As required under the BHC Act, the Board also considered the competitive effects of the proposal. The proposed transaction is a formation of bank holding companies that will control only one bank and, therefore, does not involve competing banking institutions. Accordingly, the Board concludes that the proposal would not have a significantly adverse effect on competition or on the concentration of banking resources in any relevant banking market. Based on all the facts of record, the Board concludes that competitive considerations are consistent with approval.

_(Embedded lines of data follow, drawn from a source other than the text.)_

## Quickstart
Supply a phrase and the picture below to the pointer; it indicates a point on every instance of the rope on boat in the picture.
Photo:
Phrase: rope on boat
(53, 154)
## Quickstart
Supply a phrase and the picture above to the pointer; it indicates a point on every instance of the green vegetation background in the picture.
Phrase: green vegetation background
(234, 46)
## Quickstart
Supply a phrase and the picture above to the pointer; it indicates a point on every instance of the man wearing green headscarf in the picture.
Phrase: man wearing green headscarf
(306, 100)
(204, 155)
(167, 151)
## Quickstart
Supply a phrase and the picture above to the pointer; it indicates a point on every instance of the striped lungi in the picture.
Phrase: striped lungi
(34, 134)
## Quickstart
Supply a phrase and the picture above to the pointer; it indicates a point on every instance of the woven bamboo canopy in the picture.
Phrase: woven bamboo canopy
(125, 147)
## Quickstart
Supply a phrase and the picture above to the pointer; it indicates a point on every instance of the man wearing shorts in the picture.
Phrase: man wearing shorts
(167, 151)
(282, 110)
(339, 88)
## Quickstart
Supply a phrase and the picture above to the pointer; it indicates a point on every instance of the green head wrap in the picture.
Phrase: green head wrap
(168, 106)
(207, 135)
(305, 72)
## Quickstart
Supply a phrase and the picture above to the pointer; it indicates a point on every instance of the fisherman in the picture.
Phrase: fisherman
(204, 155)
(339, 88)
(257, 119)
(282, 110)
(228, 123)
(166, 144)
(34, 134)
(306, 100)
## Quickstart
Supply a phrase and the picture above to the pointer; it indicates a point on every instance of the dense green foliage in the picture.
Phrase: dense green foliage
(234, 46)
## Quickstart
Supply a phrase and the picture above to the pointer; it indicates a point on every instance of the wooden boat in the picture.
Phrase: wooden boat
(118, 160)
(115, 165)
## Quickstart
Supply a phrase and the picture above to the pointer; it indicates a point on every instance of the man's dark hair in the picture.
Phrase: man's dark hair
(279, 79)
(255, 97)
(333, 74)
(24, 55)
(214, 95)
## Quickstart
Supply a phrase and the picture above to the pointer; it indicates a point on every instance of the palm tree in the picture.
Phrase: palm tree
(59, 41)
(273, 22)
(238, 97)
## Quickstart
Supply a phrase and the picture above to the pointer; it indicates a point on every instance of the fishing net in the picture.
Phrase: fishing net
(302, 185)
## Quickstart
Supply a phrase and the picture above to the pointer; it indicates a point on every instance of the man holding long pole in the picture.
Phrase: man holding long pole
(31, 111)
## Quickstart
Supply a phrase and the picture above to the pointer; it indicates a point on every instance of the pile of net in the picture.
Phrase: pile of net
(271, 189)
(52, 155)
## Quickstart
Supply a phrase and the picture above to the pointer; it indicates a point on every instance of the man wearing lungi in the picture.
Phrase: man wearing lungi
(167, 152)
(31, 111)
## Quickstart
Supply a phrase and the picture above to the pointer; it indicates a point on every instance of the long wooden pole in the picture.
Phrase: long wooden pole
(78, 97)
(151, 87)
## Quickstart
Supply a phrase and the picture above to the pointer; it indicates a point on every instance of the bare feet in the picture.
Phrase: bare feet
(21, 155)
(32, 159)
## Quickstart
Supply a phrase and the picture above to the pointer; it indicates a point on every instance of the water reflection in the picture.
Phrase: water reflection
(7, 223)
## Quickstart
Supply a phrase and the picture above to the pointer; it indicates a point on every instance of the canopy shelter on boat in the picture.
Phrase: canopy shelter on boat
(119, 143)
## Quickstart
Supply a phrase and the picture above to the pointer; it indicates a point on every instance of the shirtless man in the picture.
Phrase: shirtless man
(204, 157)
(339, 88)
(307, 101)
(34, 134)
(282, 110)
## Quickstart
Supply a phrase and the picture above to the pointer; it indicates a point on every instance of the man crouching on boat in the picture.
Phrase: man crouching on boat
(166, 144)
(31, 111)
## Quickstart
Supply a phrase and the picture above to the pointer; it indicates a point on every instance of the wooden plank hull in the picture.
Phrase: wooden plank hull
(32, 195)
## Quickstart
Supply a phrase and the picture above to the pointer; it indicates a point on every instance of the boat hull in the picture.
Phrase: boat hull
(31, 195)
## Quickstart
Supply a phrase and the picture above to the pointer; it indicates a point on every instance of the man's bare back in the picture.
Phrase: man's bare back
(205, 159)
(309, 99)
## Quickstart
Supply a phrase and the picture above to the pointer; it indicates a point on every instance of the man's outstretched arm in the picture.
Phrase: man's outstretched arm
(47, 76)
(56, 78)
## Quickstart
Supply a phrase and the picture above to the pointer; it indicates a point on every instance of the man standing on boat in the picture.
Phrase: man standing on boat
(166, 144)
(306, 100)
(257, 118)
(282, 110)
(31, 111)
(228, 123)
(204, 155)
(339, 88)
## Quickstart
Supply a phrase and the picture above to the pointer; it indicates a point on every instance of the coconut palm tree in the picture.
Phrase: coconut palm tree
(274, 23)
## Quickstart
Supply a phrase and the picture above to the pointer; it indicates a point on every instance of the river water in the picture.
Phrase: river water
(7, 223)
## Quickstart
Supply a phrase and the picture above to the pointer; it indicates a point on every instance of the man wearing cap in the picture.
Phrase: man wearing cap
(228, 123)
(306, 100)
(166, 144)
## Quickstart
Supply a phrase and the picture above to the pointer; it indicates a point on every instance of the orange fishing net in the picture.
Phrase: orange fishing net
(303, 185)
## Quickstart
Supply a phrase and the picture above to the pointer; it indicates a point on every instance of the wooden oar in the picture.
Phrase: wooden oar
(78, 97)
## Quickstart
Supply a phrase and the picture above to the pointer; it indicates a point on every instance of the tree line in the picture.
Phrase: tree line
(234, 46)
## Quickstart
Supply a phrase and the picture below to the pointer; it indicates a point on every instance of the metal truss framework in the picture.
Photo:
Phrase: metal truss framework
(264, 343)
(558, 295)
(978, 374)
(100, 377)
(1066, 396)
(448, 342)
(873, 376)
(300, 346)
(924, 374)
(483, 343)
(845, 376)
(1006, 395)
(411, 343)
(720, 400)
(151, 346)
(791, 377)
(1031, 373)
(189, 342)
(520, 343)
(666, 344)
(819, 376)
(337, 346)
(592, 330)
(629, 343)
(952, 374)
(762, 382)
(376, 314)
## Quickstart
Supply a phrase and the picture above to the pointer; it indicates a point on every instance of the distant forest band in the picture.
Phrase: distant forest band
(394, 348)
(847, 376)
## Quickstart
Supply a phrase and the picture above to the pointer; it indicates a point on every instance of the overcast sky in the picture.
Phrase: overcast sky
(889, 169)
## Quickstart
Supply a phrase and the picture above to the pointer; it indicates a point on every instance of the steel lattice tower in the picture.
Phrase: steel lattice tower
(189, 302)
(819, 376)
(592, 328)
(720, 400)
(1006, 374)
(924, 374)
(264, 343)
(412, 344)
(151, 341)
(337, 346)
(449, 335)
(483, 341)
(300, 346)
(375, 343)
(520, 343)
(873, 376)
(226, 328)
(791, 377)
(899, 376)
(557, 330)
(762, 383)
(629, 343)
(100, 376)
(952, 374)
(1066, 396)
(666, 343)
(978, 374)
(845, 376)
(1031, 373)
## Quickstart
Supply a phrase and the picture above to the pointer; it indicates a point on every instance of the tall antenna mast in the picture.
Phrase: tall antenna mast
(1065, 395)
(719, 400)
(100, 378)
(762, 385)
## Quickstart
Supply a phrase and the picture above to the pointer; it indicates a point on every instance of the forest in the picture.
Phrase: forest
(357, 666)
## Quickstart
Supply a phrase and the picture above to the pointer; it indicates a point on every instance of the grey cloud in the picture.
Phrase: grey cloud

Based on all the facts of record, the Board has determined that this application should be, and hereby is, approved. The Board's approval is specifically conditioned on compliance by Applicants with all the commitments made in connection with this proposal. The commitments and conditions relied on by the Board in reaching its decision are deemed to be conditions imposed in writing by the Board in connection with its findings and decisions and, as such, may be enforced in proceedings under applicable law.

The proposed acquisition shall not be consummated before the fifteenth calendar day after the effective date of this order, or later than three. months after the effective date of this order, unless such period is extended by the Board or by the Federal Bank of New York, acting pursuant to delegated authority.

By order of the Board of Governors,2 effective December 7, 1998.

(signed) Robert deV. Frierson

Robert deV. Frierson

Associate Secretary of the Board


Footnotes

1 12 U.S.C. § 2901 et seq.

2 Voting for this action: Chairman Greenspan, Vice Chair Rivlin, and Governors Meyer, Ferguson, and Gramlich. Absent and not voting: Governor Kelley.